I like the Introversion one better because it builds the city organically out of roads, personally.
Introversion, the indie game dev, also different-but-equally-amazing procedural city generator, for their now-cancelled game Subversion. It was actually bundled in the Hunble Introversion Bundle, and you could play with the parameters and make your own city. You can see a demo here: https://www.youtube.com/watch?v=9pR8jpK4ETk
I generally use videos as a screensaver, it allows me to have pretty cool screensavers fast. I use xsecurelock [0] with the saver_mplayer backend, which means that when I lock the screen, xsecurelock runs the videos in my ~/Videos directory on repeat.
I couple that with something like the Iron Man schematics videos made by Territory Studio [1] and I've got myself a pretty rad looking screensaver (with minimal effort).

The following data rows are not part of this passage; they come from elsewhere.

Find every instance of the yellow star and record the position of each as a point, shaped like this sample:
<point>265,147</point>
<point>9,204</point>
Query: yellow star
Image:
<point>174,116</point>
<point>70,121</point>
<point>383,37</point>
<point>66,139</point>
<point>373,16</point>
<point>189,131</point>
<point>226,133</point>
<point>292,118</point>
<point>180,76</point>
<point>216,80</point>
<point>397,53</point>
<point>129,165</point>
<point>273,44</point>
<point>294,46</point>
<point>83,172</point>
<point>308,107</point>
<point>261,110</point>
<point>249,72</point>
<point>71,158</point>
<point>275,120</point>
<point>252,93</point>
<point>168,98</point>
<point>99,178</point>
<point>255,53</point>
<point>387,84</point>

The whole shamus projects, from books (I read his autobiography) to programming posts are awesome. His game "Good Robot" was greenlighted recently so we are going to see his first released game soon, which is pretty interesting coming from a guy who talked so openly about it http://www.shamusyoung.com/twentysidedtale/?p=20638
ArtMatic Voyager has amazing procedurally generated cities and landscapes: http://uisoftware.com/Voyager/index18.html It's based on a powerful texture engine to generate colors and height maps and the model is ray traced...
I have one question, are the buildings generated randomly or is there any algorithm that generates which building goes where. The generation is like the urban version of "No man's Sky".